Disusun oleh Sayyid Muhammad Yusuf Aidid, S.Pd, M.Si, CETP (Dosen Pendidikan Agama Islam Universitas Indonesia)
Adab secara etimologi berarti "sopan santun" atau "tata cara". Manusia yang berakal dan beriman menggunakan adab di dalam kesehariannya. Sebab dari adab tersebut akan tercermin kepribadian yang baik bagi diri yang mengedepankannya. Rasulullah Saw. adalah Nabi yang mempunyai adab dan perangai yang selalu diingat oleh manusia sampai kapan pun juga. Melalui adabnya, banyak orang-orang non muslim kepincut untuk masuk Islam dan menjadi mualaf.
Pergaulan Rasulullah Saw. menggunakan adab. Pergaulan dengan sahabat-sahabatnya, pergaulan dengan kaum menengah ke atas, dan juga pergaulan dengan kaum menengah ke bawah. Memang pergaulan terhadap orang-orang fakir harus dengan penuh kehati-hatian. Sebab mereka mempunyai tingkat sensitivitas yang tinggi. Imam Qusyairi pernah ditanya oleh muridnya, “Bagaimana bergaul dengan orang-orang fakir miskin?” Ia menjawab, “Bergaul dengan mereka yaitu bisa membahagiakan mereka, mendahulukan kepentingan mereka ketimbang dengan dirimu, dan harus mempunyai jiwa pemaaf di depan mereka.”(Imam Qusyairi:2022:19)
Di sisi lain Imam Qusyairi menyuruh muridnya untuk bersikap simpati terhadap kondisi orang-orang fakir dan jangan berharap pujian atas sesuatu yang kau telah berikan kepada mereka. Ketahuilah ketika kamu dibutuhkan oleh orang-orang fakir, apabila salah seseorang dari mereka meminjam sesuatu atasmu, maka dari adab pertemanan kepadanya pinjamilah semampunya. Kemudian setelah itu membebaskan apa yang telah kamu pinjamkan. (Imam Qusyairi:2022:20)
Rasulullah Saw sangat dekat dengan orang-orang miskin. Sebab hal tersebut akan menjadikan diri tidak selalu memandang ke atas dan tidak lupa untuk memandang ke bawah.
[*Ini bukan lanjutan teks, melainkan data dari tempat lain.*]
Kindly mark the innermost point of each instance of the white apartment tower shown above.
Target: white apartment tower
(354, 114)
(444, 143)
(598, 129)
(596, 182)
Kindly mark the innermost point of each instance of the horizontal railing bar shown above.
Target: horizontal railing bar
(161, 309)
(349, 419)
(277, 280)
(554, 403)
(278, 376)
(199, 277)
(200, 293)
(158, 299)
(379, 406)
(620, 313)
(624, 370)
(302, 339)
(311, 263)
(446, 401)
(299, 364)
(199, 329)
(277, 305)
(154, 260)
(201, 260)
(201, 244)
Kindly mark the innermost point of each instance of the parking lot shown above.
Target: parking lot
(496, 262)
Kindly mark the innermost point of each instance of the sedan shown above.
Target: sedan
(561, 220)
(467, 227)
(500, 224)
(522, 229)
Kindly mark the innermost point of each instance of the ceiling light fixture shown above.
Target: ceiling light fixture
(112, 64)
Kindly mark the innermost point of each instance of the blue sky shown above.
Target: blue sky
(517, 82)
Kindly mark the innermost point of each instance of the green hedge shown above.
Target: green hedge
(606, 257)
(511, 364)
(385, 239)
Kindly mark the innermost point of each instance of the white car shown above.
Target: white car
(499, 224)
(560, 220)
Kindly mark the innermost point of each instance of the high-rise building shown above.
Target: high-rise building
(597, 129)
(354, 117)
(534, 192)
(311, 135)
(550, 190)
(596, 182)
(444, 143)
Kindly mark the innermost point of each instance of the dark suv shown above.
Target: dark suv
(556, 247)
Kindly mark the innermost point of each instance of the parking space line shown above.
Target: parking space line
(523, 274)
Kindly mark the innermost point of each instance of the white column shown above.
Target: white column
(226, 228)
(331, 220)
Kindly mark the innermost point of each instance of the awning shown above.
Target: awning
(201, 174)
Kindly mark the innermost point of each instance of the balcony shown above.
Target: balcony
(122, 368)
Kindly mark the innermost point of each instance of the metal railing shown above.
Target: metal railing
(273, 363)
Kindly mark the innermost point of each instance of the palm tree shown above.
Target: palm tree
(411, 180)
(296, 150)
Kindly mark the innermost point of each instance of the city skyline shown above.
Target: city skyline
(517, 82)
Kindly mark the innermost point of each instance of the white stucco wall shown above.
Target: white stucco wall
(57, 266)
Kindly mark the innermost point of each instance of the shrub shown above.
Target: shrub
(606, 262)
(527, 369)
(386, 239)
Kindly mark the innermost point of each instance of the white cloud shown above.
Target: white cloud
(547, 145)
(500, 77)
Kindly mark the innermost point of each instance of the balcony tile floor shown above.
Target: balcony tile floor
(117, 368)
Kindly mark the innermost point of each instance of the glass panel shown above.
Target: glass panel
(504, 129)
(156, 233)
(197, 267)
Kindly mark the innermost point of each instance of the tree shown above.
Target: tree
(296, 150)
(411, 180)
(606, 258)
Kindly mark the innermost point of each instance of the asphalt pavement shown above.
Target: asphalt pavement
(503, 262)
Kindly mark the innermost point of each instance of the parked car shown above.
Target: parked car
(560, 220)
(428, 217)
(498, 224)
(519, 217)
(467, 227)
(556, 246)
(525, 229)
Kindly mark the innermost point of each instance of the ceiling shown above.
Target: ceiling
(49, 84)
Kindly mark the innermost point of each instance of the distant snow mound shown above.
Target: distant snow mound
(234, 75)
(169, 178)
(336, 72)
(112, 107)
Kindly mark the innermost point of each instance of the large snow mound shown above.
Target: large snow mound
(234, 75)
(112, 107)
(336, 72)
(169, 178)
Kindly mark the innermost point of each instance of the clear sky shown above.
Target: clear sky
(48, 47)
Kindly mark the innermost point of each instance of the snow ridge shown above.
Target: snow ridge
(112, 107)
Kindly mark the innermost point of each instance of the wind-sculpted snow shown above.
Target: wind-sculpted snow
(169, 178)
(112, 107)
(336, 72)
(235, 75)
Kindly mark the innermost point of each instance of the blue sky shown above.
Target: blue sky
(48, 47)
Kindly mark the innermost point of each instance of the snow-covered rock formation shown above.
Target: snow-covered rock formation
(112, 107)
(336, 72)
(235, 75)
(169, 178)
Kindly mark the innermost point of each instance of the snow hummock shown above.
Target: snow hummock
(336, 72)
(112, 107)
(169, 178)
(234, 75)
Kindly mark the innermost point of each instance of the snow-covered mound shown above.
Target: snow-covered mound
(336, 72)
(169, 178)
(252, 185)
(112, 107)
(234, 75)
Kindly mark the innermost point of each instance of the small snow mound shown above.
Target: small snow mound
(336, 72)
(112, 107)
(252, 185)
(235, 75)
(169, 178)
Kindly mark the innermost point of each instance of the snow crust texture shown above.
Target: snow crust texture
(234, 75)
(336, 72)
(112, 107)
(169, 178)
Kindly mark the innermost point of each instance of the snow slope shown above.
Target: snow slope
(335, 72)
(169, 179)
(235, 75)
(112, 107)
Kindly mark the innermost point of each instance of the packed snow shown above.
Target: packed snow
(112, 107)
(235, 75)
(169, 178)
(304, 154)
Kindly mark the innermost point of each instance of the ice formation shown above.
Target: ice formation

Sebagaimana Nabi Muhammad Saw. bersabda, “Sambunglah kekerabatanmu apabila terputus, cintailah orang-orang miskin, dan perbanyaknya duduk dengan mereka.” Selain itu beliau juga berwasiat, “Duduklah dengan orang-orang miskin, jenguklah jika mereka sakit, uruslah jika mereka wafat, dan jadikanlah urusan-urusan tersebut ikhlas.”
Saking sayangnya Rasulullah Saw. kepada orang-orang miskin sehingga beliau bersabda:
يَدْخُلُ فُقَرَاءُ الْمُسْلِمِيْنَ الْجَنَّةَ قَبْلَ أَغْنِيَائِهِمْ بِنِصْفِ يَوْمٍ وَهُوَ خَمْسُ مِائَةِ عَامٍ.
“Orang-orang fakir kaum Muslimin akan memasuki surga sebelum orang-orang kaya (dari kalangan kaum Muslimin) selama setengah hari, yaitu lima ratus tahun”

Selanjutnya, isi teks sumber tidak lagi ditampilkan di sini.